Firing squad walks free
Published on: 12/3/06.
by TIM SLINGER
THEY can be described as the underlings of The October 19, 1983 killings of former Grenada Prime Minister Maurice Bishop and a number of his Cabinet colleagues.
However, Corporal Vincent Joseph and Privates Cosmos Richardson and Andy Mitchell played key roles in the executions – they were the triggermen.
Each armed with a machine gun, the former members of the People's Revolutionary Army (PRG) repeatedly sprayed their former leader with bullets despite desperate pleas for mercy.
"I aimed my gun at the line of people in which Prime Minister Comrade Bishop stood and fired. The people in the line in which Conrade Bishop stood, fell to the ground. Blood was running all about there," Joseph admitted to police in a statement which outlined him as one of the front line executioners.
Richardson also gave a detailed account of his participation, noting that he helped line up Bishop and his Cabinet colleagues against a wall at the then Fort Rupert Square which overlooks the Capital, St. George's.
"I opened fire from the Square on the people in the line. Some of them fell backward and some fell sideways ..."
"The bodies were lying in pools of blood and they were burst up," Richardson said in his gory account which was revealed to judge and jury.
They were horrific details that bore the resemblance of a Hollywood movie.
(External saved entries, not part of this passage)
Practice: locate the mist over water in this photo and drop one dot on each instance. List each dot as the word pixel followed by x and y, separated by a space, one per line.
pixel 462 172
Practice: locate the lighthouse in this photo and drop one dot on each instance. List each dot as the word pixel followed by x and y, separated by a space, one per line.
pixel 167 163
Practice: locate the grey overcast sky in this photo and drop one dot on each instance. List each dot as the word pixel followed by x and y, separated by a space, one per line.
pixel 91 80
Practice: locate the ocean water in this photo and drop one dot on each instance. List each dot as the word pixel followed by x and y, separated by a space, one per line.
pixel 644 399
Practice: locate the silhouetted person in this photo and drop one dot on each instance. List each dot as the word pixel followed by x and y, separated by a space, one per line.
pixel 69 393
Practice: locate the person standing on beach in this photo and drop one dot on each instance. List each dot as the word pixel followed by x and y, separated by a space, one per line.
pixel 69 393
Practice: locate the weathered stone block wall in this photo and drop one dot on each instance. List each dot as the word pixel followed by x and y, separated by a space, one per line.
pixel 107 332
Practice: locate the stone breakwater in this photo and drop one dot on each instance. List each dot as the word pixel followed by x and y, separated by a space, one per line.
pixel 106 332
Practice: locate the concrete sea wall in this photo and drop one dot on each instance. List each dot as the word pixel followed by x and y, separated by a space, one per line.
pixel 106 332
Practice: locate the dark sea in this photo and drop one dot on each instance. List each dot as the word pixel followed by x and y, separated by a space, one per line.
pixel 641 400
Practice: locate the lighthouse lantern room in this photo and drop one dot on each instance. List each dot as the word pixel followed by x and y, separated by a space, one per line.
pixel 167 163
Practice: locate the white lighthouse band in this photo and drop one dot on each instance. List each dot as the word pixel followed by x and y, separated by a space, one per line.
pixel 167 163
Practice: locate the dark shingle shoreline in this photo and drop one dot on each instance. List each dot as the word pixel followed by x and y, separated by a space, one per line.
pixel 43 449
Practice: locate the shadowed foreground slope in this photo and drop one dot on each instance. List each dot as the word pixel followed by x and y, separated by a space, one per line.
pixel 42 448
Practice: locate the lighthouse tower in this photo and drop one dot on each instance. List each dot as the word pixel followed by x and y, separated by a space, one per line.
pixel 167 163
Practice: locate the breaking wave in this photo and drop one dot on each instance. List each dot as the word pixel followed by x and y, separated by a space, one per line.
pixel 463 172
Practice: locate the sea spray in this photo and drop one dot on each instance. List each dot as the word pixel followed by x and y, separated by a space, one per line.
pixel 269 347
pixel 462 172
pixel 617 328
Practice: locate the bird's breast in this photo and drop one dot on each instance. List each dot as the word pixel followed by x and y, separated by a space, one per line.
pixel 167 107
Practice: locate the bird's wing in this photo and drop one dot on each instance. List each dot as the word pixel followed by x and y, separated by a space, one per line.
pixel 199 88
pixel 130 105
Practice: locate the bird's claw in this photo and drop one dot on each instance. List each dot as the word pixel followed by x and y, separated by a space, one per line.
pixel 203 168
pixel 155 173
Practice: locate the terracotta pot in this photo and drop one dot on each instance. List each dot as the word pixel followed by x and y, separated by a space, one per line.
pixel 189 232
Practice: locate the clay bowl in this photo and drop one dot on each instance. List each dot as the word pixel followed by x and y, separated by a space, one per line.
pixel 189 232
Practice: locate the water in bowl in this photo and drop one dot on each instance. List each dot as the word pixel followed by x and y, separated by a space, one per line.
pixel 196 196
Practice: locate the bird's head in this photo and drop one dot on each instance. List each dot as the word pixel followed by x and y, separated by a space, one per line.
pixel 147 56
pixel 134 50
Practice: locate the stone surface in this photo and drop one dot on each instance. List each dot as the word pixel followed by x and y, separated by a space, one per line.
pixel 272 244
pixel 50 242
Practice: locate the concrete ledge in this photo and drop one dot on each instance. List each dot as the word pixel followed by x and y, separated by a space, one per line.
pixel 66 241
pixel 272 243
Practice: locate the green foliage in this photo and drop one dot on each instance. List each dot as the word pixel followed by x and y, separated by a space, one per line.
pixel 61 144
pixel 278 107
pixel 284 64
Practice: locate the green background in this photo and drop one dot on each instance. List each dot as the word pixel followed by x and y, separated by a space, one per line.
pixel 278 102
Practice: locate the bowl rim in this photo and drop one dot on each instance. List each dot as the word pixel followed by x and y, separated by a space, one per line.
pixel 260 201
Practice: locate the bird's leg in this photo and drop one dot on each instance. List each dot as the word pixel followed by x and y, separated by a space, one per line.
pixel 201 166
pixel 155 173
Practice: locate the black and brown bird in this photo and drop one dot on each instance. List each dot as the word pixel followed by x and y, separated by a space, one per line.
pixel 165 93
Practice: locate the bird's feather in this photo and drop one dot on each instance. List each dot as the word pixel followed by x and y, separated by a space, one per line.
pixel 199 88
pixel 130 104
One salient legal point which stood out during the trial however was that Joseph, Richardson and Mitchell acted under duress and possibly fear for their own lives.
The three had obeyed orders from The PRG's Central Committee, headed by former Deputy Prime Minister Bernard Coard, to execute Bishop and his faithful Cabinet colleagues, including a pregnant Minister of Education, Jacqueline Creft.
Even during the year long trial, the three executioners said little in their defence, an apparent allegiance to their military superiors who stood next to them in the dock.
A 12-member jury believed the three did not participate of their own free will and subsequently found them guilty of manslaughter, while the remaining 14, which included Coard, his wife Phyllis and former army chief General Hudson Austin, were all condemned to die for their decisive roles.
Years later, in a seemingly act of clemency, the 14 had their sentences committed to life imprisonment, with Phyllis a few years ago being released on medical ground.
The three were sentenced to 30 years imprisonment for their roles.
Their release yesterday fell short by two days of spending 20 years behind bars since their conviction. It was the latest episode in the historic story about the Grenada Revolution, which gripped world attention 23 years ago with a United States lead military intervention, following the death of Bishop and his ministerial faithfuls.
An ideological outlook that had been exposed to Marxist political philosophy crumbed after Bishop who became a popular leader had taken control of the government from former Prime Minister Sir Eric Gairy in a bloodless coup d'etat.
A power struggle between Coard and a group of his hardline supporters and Bishop ended the 1979 experiement after it was felt that the popular leader had begun to stray from the Marxist ideology and practices.